Общая информация

Калужский поставангард

По странному совпадению в середине семидесятых годов в Калугу почти одновременно приехали художники П. П. Козьмин, М. Д. Мантулин, Г. К. Табаков и В. Гальс. Будучи во многом, конечно же, несхожими друг с другом, все они в той или иной мере могли тогда почитаться «леваками».Козьмин, самый старший среди них, увлекся художественным экспериментаторством еще в середине пятидесятых годов. И поныне он — изобретатель новых форм, приемов, идей. Его искусству присущи трезвость и остроумие. При этом остроумие выражается не в «рассказе» (к сюжетности художник более чем равнодушен), а в том, как решаются им художественные задачи. А решаются они легко, неожиданно и остро. И очень точно. Красками, а точнее, колерами Козьмин оперирует, как музыкант — звуками: все колера отличает чистота звучания, умело определяются и их взаимоотношения.

Работает Козьмин в обширном стилевом диапазоне: от неопримитива до абстракционизма. Создаются им и натурные, вполне реалистические вещи (правда, сам художник рассматривает их как «заготовки»). Во всяком случае он никогда не был «экстремистом» в искусстве. Как и другие калужские «левые», в своих исканиях никогда не покушавшиеся на вековечные «законы искусства», на иерархию духовных ценностей, на «хороший вкус» (если не принимать во внимание крайне эпизодические проявления «кэмпа» — игры в кич).

Даже и в славную эпоху «застоя» вряд ли кто-либо из знатоков современного искусства посчитал бы экстремистскими несколько эстетизированные поп-артистские композиции Мантулина, изысканные абстракции Табакова или живописные «неомаразмы» Гальса, изображавшего то обнаженную колхозницу на фоне Василия Блаженного, то вручение цветов ветерану труда, то городских «шефов» на сенокосе…

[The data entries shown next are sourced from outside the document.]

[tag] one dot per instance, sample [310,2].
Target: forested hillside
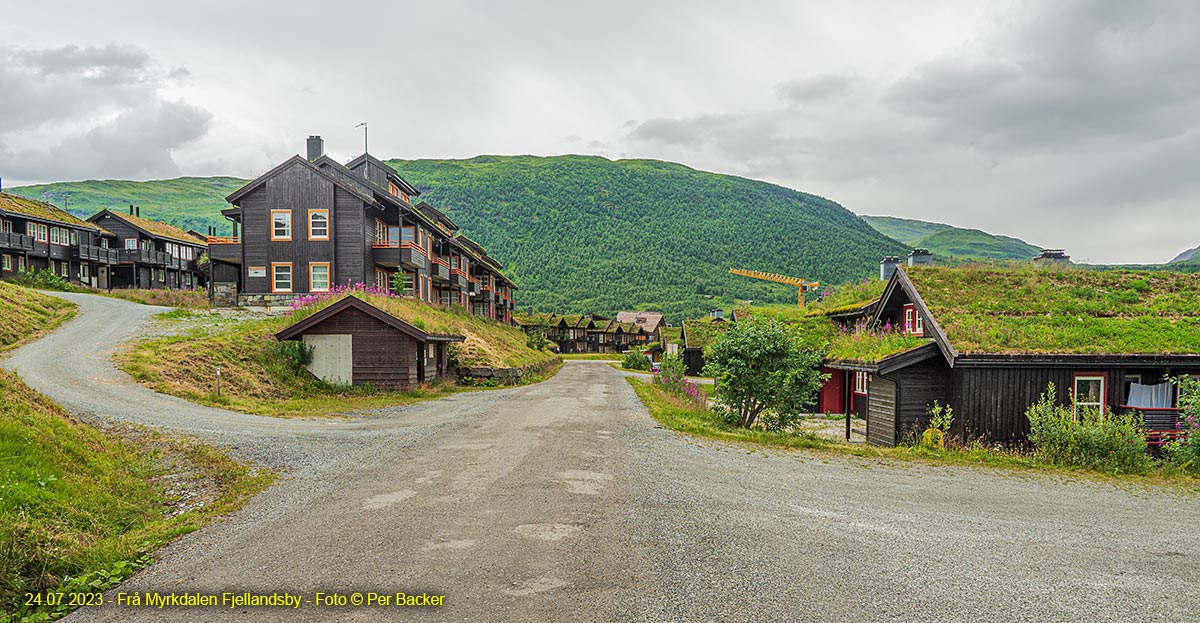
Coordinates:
[945,240]
[189,203]
[583,233]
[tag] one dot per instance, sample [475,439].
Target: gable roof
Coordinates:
[1038,312]
[354,303]
[25,208]
[391,173]
[648,321]
[151,228]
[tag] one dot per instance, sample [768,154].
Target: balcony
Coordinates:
[95,253]
[225,249]
[439,269]
[394,253]
[142,256]
[15,241]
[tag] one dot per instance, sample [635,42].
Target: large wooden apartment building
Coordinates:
[312,223]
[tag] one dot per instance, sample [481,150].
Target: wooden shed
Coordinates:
[355,342]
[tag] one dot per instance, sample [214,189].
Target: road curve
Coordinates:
[564,502]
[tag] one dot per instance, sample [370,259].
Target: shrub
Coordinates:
[1185,453]
[635,360]
[763,369]
[672,377]
[1084,437]
[294,353]
[42,280]
[941,417]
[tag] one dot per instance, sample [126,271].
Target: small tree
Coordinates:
[763,370]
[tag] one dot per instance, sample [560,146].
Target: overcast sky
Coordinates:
[1067,124]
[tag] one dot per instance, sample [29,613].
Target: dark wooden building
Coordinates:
[995,339]
[151,255]
[355,342]
[37,235]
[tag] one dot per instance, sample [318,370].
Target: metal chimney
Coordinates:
[316,147]
[888,267]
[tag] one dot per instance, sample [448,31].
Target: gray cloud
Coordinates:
[77,112]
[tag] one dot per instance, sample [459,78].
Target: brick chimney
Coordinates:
[316,147]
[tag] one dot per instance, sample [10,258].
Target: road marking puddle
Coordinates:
[547,532]
[583,483]
[461,544]
[387,499]
[531,587]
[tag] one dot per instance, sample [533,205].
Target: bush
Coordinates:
[42,280]
[763,370]
[1185,453]
[1083,437]
[941,417]
[294,353]
[635,360]
[672,378]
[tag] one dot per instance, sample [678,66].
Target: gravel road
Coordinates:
[564,502]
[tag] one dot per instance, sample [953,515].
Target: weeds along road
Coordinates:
[564,502]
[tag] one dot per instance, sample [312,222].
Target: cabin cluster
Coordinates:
[989,341]
[592,333]
[109,250]
[313,223]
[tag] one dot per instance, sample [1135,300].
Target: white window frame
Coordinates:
[275,234]
[275,277]
[1102,406]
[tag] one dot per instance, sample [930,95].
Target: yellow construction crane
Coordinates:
[801,285]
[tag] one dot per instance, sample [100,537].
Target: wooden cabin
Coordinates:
[37,235]
[151,255]
[355,342]
[988,342]
[310,225]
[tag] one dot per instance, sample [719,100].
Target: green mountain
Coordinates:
[945,240]
[586,233]
[1189,255]
[583,233]
[189,203]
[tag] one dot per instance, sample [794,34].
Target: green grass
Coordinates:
[685,417]
[256,381]
[1029,310]
[27,315]
[79,505]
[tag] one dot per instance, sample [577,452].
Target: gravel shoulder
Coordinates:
[564,501]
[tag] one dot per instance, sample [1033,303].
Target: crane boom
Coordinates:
[799,283]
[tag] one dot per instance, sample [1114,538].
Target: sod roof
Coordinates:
[699,333]
[42,210]
[1062,310]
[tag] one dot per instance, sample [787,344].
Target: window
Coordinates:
[281,277]
[281,225]
[1090,390]
[318,225]
[318,276]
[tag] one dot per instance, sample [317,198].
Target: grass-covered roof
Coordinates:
[1062,310]
[36,209]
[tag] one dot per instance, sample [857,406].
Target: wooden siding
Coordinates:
[881,411]
[383,357]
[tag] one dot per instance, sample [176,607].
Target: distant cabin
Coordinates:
[355,342]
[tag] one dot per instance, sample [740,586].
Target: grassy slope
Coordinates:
[255,381]
[28,315]
[583,233]
[187,203]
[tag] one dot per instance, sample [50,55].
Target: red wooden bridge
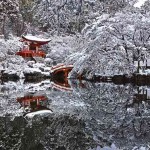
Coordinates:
[32,47]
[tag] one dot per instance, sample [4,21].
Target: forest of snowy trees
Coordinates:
[112,32]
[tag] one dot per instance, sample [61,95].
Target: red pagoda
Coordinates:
[32,46]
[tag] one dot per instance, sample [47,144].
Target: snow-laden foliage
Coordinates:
[67,15]
[10,18]
[113,42]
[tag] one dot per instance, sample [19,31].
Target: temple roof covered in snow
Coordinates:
[35,39]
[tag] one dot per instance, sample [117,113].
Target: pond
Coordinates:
[76,115]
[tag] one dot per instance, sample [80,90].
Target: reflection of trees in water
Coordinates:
[112,113]
[56,133]
[110,117]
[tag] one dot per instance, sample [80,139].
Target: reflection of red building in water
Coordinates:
[33,103]
[32,47]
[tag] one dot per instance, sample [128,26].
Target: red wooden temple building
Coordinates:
[32,46]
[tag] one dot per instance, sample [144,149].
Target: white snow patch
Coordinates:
[139,3]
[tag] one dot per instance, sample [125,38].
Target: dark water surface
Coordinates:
[74,116]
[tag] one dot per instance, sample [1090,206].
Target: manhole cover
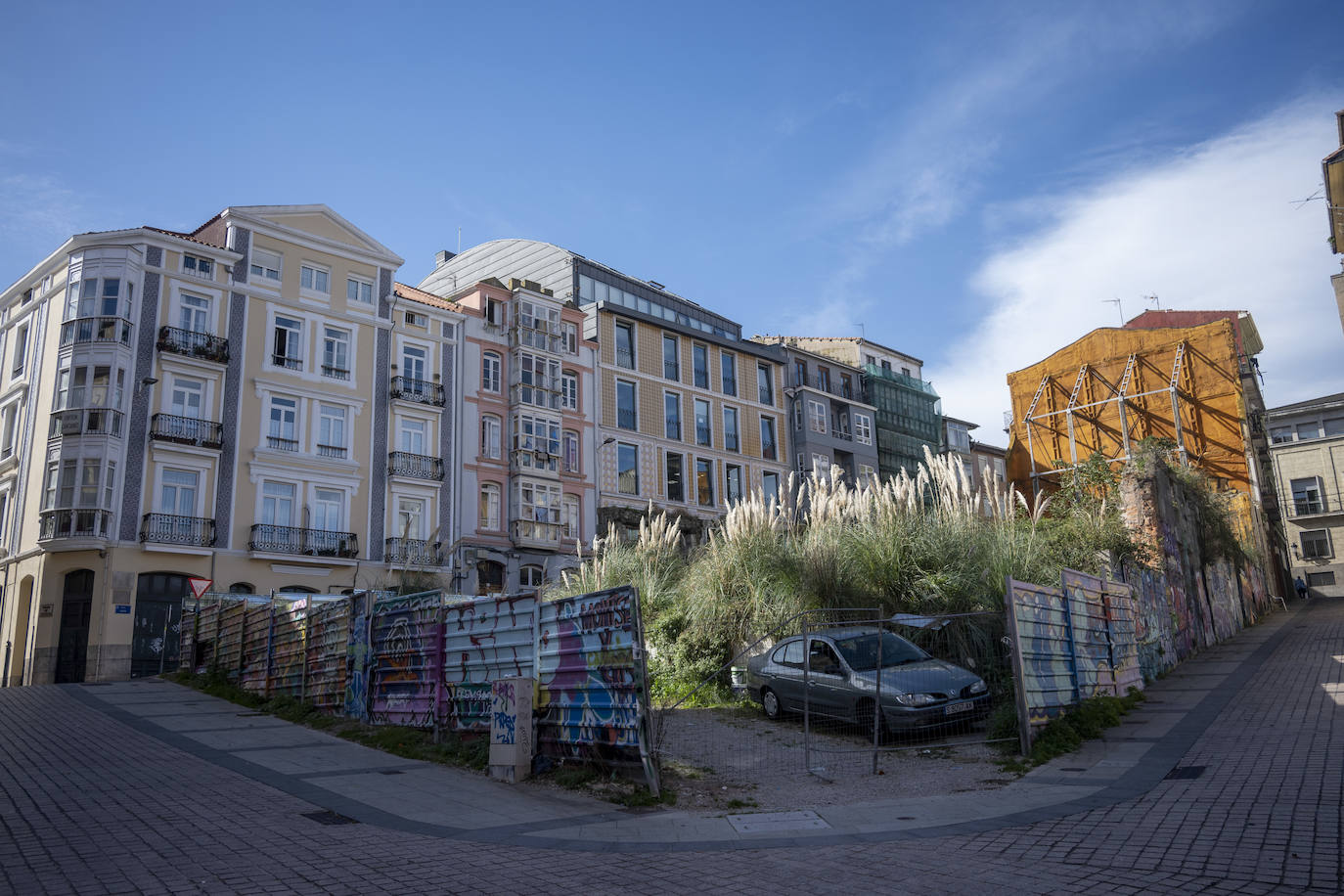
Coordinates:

Тем не менее, когда однажды — в Обнинске — экспонировались коллажи Мантулина «Сватовство майора» и «Спасение на водах», эти работы столь возмутили публику, что приказано было их снять. Слишком высока — не по времени — была, видимо, степень духовной раскованности калужского поставангарда.

Впрочем, снимали работы с выставок в ту пору редко — уж очень дерзкие картины попросту не допускались к публичному осмотру.Правда, произведения новомодного тогда фото-арта экспонировались в Калуге и Обнинске вполне свободно (вероятно, в силу сходства этого «арта» с обычнейшим натурализмом). Но работы эти были совершенно серьезны — а значит, и вполне безвкусны: фотореализм, в котором недостает иронической или сатирической соли, — кушево совершенно несъедобное. Тем не менее фото-арт стал жгучей реальностью для многих калужан: ученых и пэтэушников, врачей и врачуемых, покупателей авиабилетов и посетителей ресторанов. Ибо такова уж специфическая особенность калужского поставангарда советской поры, что наиболее полно он проявил себя в монументальных формах.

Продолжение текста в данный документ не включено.